Besides, how could I ever possibly benefit from any of this? From holding onto this? It's like a dead kitten. Sure it was cute and fun while it was alive, but it got sick, it's gone now, and there is nothing you can do about it. Do you really want to try to play with a dead kitten? To try to feed one? I know from anatomy class that dead cats are just... gross. I would must rather have a live one, thanks. And no, I may not find another kitten I really like for awhile, but it's not like my kitten was the last kitten on earth. There are plenty of em. Hell, just look in the classifieds in the newspaper, there are tons of em, for free! It would be... rather stupid to keep and cherish a dead kitten when I could easily get a live one!

Goodness, by now most of us should understand how disappointing life is. From the little things like having to change plans, to the bigger things like break-ups and death. Life never works exactly the way we want it to. Why? Cause we can't see what's been planned for us, we have our own ideas and plans, and when they don't work out, we are incredibly sad. See though, if we could see what He has planned, we wouldn't be sad at all, cause we would know that everything is going exactly how it's supposed to be. Not a single mistake or disappointment, but everything flowing perfectly in line as He intended it. Wish I could see that. Hope His plan is incredible, cause mine seemed pretty damn good too.

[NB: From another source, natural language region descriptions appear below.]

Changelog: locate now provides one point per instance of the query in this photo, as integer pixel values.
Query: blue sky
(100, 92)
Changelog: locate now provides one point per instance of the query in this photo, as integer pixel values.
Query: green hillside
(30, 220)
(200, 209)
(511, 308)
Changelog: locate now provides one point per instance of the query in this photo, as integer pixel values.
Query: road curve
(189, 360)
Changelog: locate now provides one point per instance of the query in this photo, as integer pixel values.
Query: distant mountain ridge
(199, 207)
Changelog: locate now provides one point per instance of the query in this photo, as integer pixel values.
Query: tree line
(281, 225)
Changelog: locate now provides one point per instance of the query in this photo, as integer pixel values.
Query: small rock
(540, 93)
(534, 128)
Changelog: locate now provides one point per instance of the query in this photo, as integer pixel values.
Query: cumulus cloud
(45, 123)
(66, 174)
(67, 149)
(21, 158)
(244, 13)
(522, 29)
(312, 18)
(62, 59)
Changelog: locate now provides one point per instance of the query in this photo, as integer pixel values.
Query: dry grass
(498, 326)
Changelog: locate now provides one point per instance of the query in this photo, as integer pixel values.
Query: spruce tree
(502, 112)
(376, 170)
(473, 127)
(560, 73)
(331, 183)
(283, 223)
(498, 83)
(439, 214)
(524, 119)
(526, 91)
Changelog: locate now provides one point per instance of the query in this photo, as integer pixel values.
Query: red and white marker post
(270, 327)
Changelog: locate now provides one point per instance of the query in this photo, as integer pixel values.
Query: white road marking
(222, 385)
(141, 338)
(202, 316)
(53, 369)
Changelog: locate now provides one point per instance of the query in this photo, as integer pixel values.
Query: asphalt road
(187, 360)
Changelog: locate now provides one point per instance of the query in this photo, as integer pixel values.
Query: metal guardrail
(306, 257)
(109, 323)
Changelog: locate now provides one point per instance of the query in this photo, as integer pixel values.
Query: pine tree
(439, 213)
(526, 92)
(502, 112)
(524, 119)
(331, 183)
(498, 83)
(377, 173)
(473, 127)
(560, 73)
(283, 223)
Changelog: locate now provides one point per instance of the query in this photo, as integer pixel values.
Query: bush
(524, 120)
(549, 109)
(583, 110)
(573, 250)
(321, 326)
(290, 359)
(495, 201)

I was sitting there, about an hour ago, listening to Brand New, because I hadn't in weeks and I wanted to so bad. Not caring how much it would hurt if I did. And I saw the friendship we could have. I could picture us, driving somewhere, anywhere together, laughing, best friends. No pain. No sense of loss. No awkwardness. Just us, like I do with all of my other close friends, driving down the road, singing along to some song (this time it was "Jesus Christ" by Brand New), laughing and having the time of our lives. I can't have what I planned anymore. I'm trying as hard as I can to accept that. And since I can't have that, I want what I just saw in my head, so bad. It almost seems just as good as my original plan. When I saw it in my mind's eye, it made me, for a few brief moment, immensely happy. I want that. Now.

Your one of my best friends. You know me better than 99% of everyone who knows me. I cannot lose you. You said you need me, I need you too. You know so much, and your such a part of me now, that to lose you completely is an unthinkable thing. Why else do you think I can't stay away? I've known you, for not too much longer than a year, and I feel like I grew up with you. That I met you in elementary school, or middle school, like my other closest friends. I could never survive without their friendship, so how could I ever survive without yours? It would kill me inside to not have it. That's why I want to start fixing it. To make the image in my head reality as soon as I can. And how is that possible? Time... and like I said before, time repairs, and will do so faster if you actively try to help it. I'll be as active as possible, as active in healing this as my brain will let me.

You have to see how hard I'm trying. If you looked that things how I see them, if you know me well at all, you could see how much it hurts, and still how hard I'm trying to feel better and move on. The whole situation is so sad. Not bitter, not angry, just sad. It's so freaking sad. I was probably mad about it for all of, I don't know, two or three days. Now I'm getting past the sadness, and the past. It's easier to accept it all every day. Though I will have my down days. The days when I cry myself to sleep. The days when I may deny every word I've just written. My relapse days. I'll have em, but even as I do, they will grow fewer and farther in between. Gosh I can't wait for that. I want it as soon as possible.

I want to live. I want to breath. I want to not hurt anymore. I want to get some actual control over what I feel for once. I'm going to take what I want, starting now.